A questo proposito è importante sottolineare che i genitori non hanno nessuna colpa: esiste una predisposizione genetica alla balbuzie che viene influenzata da diversi fattori individuali e ambientali. I genitori però hanno l’importante compito di divenire dei facilitatori: i bambini prendono come modello le figure adulte a loro vicine, quindi i genitori possono essere un prezioso supporto, facendo attenzione ad evitare comportamenti scorretti e creare un contesto famigliare rassicurante e sereno.

Ecco alcuni consigli utili:
È fondamentale che non venga passato il messaggio che “balbettare è sbagliato”. Se il bambino sente una forte preoccupazione da parte dei genitori, che magari gli chiedono di non farlo più o gli dicono di stare tranquillo e rilassato quando la loro faccia esprime tutt’altro che tranquillità, si avrà una sensazione di disagio, il bambino penserà di sbagliare e l’ansia di balbettare porterà un maggior numero di momenti di difficoltà. Infine, non è vietato parlare delle difficoltà con il bambino, ma quello che non si deve assolutamente fare è mostrarsi spaventati e preoccupati davanti a lui. I bambini sono spesso consapevoli di avere della difficoltà ma le esprimono a loro modo; possono ad esempio dire che “sembra che le parole non vogliano uscire” oppure che “ogni tanto è difficile parlare”. È importante accogliere le osservazioni del bambino e tranquillizzarlo.

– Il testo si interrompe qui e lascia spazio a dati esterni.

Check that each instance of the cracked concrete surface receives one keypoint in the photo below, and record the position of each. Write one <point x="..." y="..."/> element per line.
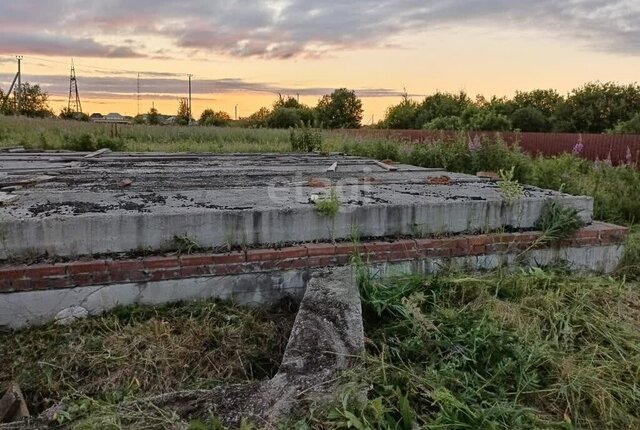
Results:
<point x="76" y="206"/>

Un altro aspetto importante è quello di adattare il nostro modo di parlare, rallentando il ritmo, facendo molte pause, utilizzando un linguaggio adeguato al bambino. Sarà importante rispettare i turni comunicativi, lasciare un tempo adeguato al bambino per esprimersi e rispondere alle domande senza mettergli fretta o finire al suo posto parole o frasi. Si deve avere pazienza nei momenti di balbuzie, senza agitarsi o mostrarsi, lasciando che il bambino finisca la parola/ frase senza pressioni.
È utile avere dei momenti “speciali” durante la giornata in cui ci si dedica completamente al bambino, lo si ascolta “attivamente” dedicandogli del tempo in cui può sentirsi libero di parlare e balbettare.
Infine, è fondamentale dare più peso ai momenti di corretta fluenza rispetto ai momenti di difficoltà, utilizzando commenti positivi come ad esempio “come hai detto bene questa parola” o “sei stato proprio bravo a dire questa frase” invece che commenti rispetto alla balbuzie come “parla lentamente”, “fai un bel respiro”, “rilassati, stai tranquillo”.
Se si hanno dubbi e preoccupazioni, è sempre utile un confronto con un professionista che possa consigliare e valutare l’eventuale necessità di un percorso di supporto per il bambino.